Au cours de sa récente campagne électorale, le nouveau Chef de l’Etat s’est prononcé sans ambiguïté contre toute forme d’amnistie présidentielle concernant les infractions au code de la route. La FNAUT approuve cette position ferme, d’autant plus justifiée que la sécurité routière s’est dégradée depuis la fin 2006 (+6,4% de tués par rapport à la même période de l’année précédente) : toute infraction, même qualifiée de « mineure », peut en effet avoir des conséquences dramatiques.

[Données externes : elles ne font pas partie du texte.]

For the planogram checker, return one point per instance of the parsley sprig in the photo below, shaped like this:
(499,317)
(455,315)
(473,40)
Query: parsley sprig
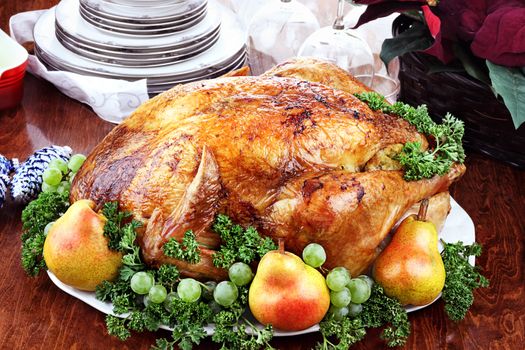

La FNAUT souhaite que le refus de toute amnistie soit étendu à diverses infractions qui perturbent la vie urbaine et le fonctionnement des transports publics : - le stationnement illicite sur l’espace public (toute infraction de ce type constituant une gêne pour les piétons, les personnes handicapées, les cyclistes, les usagers des bus, les livreurs, les services d’urgence, et pouvant avoir, directement ou indirectement, un caractère dangereux) ; - la fraude au stationnement payant (l’occupation abusive de places payantes par les uns incitant les autres à stationner de manière sauvage) ; - la fraude, les incivilités et le vandalisme dans les transports collectifs, qui pénalisent financièrement les entreprises exploitantes et entretiennent un sentiment d’insécurité parmi leurs usagers et leurs personnels ; - les pollutions visuelles ou sonores de l’espace public.
L’amnistie présidentielle est une pratique inégalitaire et anti-pédagogique à laquelle il faut mettre fin définitivement : un refus strict de l’amnistie des contraventions doit accompagner les efforts déployés par ailleurs par les pouvoirs publics pour réduire l’insécurité routière, lutter contre l’incivisme et pacifier la vie urbaine.